Zug – Der 2014 fertiggestellte Parktower setzt im Stadtbild Zugs einen einzigartigen architek­tonischen Akzent. Mit seinen 25 Stockwerken auf 81 Metern Höhe erhebt sich der Turm ikonisch über der Nordstadt. Dass das neue Wahrzeichen Zugs auch ein bemerkenswertes Beispiel für Kunst am Bau birgt, entzieht sich wohl der allgemeinen Wahrnehmung. Dabei reicht bereits ein Blick durch die verglaste Eingangsfront, um des eindrücklichen Werkes gewahr zu werden – insbesondere in den Abendstunden, wenn im Foyer die Beleuchtung eingeschaltet ist.

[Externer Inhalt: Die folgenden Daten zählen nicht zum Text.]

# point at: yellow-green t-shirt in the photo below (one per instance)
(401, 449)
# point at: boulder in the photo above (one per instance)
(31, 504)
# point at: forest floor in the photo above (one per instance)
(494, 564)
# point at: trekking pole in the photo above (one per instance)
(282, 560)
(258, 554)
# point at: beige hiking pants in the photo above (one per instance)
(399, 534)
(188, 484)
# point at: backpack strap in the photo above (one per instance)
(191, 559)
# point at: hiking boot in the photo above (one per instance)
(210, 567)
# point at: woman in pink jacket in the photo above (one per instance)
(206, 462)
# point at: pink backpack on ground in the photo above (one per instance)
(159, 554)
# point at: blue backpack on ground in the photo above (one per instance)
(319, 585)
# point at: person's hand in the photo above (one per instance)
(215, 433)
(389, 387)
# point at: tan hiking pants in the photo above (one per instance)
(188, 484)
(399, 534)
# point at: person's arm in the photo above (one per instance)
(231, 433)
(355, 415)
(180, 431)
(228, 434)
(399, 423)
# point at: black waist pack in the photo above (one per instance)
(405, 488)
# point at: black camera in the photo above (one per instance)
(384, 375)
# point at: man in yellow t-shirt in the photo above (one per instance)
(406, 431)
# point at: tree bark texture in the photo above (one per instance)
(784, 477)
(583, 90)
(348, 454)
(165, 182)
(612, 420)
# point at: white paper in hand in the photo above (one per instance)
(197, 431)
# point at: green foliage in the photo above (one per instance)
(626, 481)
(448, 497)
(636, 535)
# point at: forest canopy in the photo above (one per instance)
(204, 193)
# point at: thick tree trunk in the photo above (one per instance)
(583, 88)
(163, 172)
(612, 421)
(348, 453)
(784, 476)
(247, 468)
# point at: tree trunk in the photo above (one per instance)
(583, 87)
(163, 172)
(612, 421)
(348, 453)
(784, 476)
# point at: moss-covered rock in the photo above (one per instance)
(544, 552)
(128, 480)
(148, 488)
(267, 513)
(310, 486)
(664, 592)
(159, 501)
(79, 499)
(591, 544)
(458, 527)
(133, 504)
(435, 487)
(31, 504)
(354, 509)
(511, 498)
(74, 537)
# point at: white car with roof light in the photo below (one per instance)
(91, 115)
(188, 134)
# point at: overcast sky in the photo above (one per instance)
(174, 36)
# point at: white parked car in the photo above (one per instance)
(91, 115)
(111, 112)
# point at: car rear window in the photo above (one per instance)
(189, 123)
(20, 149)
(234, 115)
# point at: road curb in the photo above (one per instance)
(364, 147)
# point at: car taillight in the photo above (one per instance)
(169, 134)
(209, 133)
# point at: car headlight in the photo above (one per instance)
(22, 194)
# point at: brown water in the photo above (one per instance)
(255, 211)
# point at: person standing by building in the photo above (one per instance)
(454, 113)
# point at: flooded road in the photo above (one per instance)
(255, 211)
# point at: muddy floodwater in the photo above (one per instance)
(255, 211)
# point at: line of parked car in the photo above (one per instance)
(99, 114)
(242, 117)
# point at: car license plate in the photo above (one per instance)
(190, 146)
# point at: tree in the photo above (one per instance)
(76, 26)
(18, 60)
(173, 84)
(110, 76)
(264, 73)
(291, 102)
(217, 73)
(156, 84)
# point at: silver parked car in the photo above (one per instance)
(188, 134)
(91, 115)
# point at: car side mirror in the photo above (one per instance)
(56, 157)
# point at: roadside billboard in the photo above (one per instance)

Wir sprechen von einem mo­numentalen beigefarbenen, raumhohen Relief von rund elf Metern Länge. Es nimmt die gesamte Rückwand im Eingangs­bereich ein und zieht sich seitlich – von vorne nicht erkennbar – noch ein Stück in die Tiefe. An ihm kommen alle Ein- und Ausgehenden vorbei auf dem Weg zu oder von den Aufzügen. Die feinteilige Reliefarbeit trägt den Namen «Acacia» (Akazie) und ist das Werk der Zürcher Künstlerin Maja Thommen.

Dargestellt sind Baumgeäst mit Blattwerk hinter einem maschendrahtartigen Geflecht von über 130 identischen Menschenfiguren, die sich rhythmisch aneinanderreihen, ja miteinander verbunden sind über Hände und Füsse. «Meine Überlegung dabei war, dass ich das Thema Park und Natur mit dem Hochhaus als Wohn- und Arbeitsbereich von Menschen miteinander verbinde», erklärt Maja Thommen. Als Grundlage für die Ebene mit dem Blattwerk diente ihr die Fotografie einer Akazie. Daher leitet sich der Werktitel ab.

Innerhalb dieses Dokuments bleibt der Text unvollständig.